Sentados na esplanada – a mesma de outras ocasiões, local de reunião da matilha – aproveitava-se o final de tarde. A matilha, regular nas suas caçadas, aproveitava sempre os finais de tarde para devorar as melhores presas. Devorar com os olhos. Ocasionalmente, com as garras ou com o que se proporcionasse. Dependendo do jeito do caçador, ou da vontade de fugir da presa. A matilha, esse grupo de amigos. De gajos. A malta. A aproveitar os dias quentes antes de Setembro. O Setembro do ano, e um dia o Setembro da Vida. Reminiscente de Sinatra, parece-me. September of our lives ou coisa assim.

Discutiam-se ali as façanhas mais recentes da matilha. Quem tinha feito o quê e onde, e com quem. Gente animada, conversa bem regada por loiras e morenas e histórias do que se fez, do que se queria ter feito e do que se imaginava ter feito. E então, a certo momento, o Zé virou-se para mim e disse, embora falando para todos «este aqui é que teve sorte! Andou ali bem servido com a Marta, grande naco!». Entre perguntas de como tinha conseguido e porque tinha terminado deixei uma resposta simples e eficaz: «Oh, uma puta! Apenas uma puta como tantas outras!»

A Marta era angelical. Uma peça de porcelana. Por momentos havia o receio de tocar. De mexer. Podia partir, deixar gordura, riscar, sei lá. Era peça para manter intocada. A Marta, em abono da verdade – aquela que eu queria ver e todos pensavam ser a realidade – era uma fulana às direitas. Uma gaja especial, dizia o Zé de vez em quando. Lembro-me bem que o processo de conquista foi lixado. Tempos e tempos. E quanto mais a presa foge, mais atiçado fica o caçador. E o caçador que se preze não quer deixar fugir o troféu! Mas era angelical, dizia eu. Pano branco, toalha da melhor qualidade, sem nódoa. Sem mancha. Recta, impunha respeito. Do alto do seu nariz cleopátrico – i.e., género Cleópatra, o adjectivo nem sei se existe -, e com igual reacção à mostarda – quem leu Astérix e Obélix sabe do que falo -, a Marta dominava o mundo. O seu mundo. As coisas eram como ela queria, quando ela queria. Sem discussão. A organização do espectáculo era toda dela. E por onde passasse nada ficava exactamente igual. As cabeças viravam-se. O vestir era cuidado, o sorriso era agradável. Para o mundo era tipo estrela de cinema. Do alto do seu nariz empinado devia pensar, seguramente «eu sou boa, eu sei o que faço, e tudo o que faço é bem feito! Tudo é normal, se for feito por mim!»

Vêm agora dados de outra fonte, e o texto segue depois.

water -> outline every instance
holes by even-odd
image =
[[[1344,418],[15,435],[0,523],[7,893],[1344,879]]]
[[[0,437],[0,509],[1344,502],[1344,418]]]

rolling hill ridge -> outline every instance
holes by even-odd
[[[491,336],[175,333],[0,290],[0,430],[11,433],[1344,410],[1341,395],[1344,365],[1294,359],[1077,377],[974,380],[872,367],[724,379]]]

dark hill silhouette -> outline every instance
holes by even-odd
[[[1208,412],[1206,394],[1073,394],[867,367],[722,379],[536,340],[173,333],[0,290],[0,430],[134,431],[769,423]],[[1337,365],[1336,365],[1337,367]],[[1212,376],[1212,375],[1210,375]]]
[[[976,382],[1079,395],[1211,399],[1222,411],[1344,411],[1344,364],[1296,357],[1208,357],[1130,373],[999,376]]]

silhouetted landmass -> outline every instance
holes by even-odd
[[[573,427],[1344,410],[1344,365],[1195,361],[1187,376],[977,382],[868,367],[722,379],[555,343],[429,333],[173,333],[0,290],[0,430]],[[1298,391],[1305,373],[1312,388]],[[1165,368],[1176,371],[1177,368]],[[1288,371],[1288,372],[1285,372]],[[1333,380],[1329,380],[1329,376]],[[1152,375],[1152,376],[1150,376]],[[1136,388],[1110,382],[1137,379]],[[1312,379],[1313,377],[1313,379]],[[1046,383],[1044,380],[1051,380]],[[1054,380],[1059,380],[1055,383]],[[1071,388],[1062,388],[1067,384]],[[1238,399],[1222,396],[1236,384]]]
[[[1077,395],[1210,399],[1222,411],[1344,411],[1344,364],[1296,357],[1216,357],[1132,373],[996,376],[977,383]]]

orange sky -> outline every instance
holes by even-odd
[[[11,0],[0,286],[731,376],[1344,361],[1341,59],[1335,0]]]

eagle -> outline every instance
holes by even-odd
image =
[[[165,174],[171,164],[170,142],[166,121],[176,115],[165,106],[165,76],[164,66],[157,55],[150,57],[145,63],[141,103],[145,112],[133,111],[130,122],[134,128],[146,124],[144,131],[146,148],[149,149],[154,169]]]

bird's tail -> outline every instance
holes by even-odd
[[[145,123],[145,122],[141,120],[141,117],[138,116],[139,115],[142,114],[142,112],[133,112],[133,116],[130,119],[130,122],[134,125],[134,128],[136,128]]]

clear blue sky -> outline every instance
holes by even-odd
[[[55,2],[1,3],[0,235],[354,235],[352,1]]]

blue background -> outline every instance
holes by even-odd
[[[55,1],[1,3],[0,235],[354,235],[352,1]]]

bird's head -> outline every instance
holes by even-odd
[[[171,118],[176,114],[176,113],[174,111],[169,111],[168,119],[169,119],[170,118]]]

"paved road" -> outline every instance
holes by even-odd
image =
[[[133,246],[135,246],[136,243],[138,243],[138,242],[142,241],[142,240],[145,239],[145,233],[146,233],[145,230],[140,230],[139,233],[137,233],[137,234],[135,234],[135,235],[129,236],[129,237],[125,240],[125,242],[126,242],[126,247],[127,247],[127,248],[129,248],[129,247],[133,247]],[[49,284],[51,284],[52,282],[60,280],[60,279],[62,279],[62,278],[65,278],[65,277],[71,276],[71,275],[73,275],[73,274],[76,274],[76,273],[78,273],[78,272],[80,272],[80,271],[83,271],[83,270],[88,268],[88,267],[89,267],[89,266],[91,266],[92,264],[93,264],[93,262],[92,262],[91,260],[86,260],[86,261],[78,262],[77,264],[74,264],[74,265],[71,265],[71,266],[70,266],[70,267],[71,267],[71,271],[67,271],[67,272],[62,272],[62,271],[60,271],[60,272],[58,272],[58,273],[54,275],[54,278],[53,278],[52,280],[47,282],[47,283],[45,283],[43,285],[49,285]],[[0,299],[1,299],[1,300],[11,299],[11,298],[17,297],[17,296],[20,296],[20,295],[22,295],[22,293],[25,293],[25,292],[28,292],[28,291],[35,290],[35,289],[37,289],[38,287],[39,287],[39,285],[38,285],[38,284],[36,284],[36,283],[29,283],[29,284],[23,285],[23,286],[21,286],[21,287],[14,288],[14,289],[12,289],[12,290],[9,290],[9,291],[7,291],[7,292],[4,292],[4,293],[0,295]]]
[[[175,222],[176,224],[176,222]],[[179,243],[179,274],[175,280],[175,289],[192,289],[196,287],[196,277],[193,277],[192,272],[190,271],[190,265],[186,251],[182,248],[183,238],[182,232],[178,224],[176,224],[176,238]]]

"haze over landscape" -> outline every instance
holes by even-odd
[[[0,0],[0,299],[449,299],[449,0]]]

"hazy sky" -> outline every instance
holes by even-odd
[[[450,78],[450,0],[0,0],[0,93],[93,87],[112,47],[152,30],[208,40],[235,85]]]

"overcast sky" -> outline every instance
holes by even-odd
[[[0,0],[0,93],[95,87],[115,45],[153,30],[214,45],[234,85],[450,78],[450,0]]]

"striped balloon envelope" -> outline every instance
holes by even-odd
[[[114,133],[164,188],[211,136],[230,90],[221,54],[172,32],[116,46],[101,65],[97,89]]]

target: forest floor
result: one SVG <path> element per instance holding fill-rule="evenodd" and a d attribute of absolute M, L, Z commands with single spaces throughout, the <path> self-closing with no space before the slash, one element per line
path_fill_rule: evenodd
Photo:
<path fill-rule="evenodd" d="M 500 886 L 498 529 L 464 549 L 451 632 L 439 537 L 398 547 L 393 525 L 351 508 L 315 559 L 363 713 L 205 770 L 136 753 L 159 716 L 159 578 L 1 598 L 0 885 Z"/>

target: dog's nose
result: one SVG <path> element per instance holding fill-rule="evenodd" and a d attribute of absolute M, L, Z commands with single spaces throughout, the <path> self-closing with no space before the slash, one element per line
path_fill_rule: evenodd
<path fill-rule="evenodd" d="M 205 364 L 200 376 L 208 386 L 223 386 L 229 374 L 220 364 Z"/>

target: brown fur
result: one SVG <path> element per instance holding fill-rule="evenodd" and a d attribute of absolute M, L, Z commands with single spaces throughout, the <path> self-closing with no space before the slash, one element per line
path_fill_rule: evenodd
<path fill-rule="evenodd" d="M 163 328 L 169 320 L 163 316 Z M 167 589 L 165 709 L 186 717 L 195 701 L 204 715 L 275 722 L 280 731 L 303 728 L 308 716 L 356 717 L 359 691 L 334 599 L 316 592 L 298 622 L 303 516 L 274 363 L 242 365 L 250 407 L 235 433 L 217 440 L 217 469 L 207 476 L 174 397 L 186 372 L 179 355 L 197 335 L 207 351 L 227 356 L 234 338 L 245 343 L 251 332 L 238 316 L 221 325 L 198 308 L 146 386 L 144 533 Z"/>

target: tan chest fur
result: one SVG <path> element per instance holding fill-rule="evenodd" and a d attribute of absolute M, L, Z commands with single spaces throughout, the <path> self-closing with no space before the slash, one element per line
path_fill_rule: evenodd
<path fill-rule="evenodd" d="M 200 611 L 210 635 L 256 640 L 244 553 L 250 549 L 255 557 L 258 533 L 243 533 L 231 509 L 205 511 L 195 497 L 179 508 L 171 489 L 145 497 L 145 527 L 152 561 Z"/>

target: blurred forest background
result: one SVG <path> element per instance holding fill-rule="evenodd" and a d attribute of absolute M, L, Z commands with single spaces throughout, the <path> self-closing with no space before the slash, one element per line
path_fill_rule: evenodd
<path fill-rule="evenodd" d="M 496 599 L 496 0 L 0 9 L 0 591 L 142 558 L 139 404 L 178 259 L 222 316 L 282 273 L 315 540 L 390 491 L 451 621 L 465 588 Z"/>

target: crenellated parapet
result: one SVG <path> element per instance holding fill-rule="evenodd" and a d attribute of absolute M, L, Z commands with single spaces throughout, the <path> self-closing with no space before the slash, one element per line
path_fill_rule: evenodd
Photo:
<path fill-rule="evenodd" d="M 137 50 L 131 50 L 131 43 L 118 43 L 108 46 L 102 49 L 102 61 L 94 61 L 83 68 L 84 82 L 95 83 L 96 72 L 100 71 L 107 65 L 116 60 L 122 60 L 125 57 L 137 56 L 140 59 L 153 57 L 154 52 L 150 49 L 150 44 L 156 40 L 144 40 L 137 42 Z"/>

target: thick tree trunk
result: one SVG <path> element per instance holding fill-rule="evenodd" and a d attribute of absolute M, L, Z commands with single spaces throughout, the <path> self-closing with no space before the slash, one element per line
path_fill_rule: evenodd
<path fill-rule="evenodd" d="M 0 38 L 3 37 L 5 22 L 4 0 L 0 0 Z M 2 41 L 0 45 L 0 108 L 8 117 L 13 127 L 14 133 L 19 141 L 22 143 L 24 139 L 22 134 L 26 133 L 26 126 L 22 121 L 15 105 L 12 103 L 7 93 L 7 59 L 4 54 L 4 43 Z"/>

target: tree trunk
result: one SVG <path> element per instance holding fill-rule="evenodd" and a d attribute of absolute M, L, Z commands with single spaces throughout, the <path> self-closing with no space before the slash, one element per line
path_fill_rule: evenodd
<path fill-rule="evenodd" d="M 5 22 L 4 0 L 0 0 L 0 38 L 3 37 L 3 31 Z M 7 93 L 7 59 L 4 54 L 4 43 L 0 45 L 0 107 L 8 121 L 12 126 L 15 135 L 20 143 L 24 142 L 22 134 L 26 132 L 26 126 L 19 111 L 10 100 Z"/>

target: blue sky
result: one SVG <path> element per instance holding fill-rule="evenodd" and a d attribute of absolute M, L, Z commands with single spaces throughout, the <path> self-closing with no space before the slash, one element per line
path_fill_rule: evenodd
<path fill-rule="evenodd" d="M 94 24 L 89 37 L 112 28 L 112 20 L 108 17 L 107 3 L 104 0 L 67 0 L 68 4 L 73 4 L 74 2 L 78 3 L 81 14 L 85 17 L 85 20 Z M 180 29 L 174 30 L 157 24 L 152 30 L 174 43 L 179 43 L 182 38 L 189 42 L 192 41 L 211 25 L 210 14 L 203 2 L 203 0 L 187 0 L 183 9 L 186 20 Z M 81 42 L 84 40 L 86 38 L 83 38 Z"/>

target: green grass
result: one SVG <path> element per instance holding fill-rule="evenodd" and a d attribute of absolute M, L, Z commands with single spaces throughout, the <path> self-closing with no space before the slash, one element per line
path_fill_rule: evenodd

De volta à mesa da esplanada.

Eu estava a dizer o que nunca antes tinham dito. Uma puta? Sim, uma puta, afirmava eu! Deitava por terra a imagem da porcelana. À boca cheia e sem pudor algum dizia a todos os que me ouviam que a Marta não passava de uma reles puta! «Pá, isso é cotovelo a falar, não?» dizia-me o Zé, que estava sentado bem ao meu lado. Nada disso. Era apenas mera observação dos factos.

Contei-lhes como um dia me tinha sentado na cama ao lado dela enquanto a via dormir. Era, de facto, uma visão bonita. Aquela cara bonita, uma respiração suave. A silhueta do corpo dela na cama era bonita de ver. E os ombros… quando ao mexer-se na cama os ombros se destapavam… eram bonitos. E cada centímetro de pele que eu ia destapando era um milagre da natureza. Era gira, pronto. Não era a gaja da Playboy, não esborrachava 5 quilos de silicone no meu colchão – felizmente – mas era gira. Tinha piada. Tudo tinha imensa piada e dava imenso prazer até saber que ao lado dela, na cama, eu não era o único.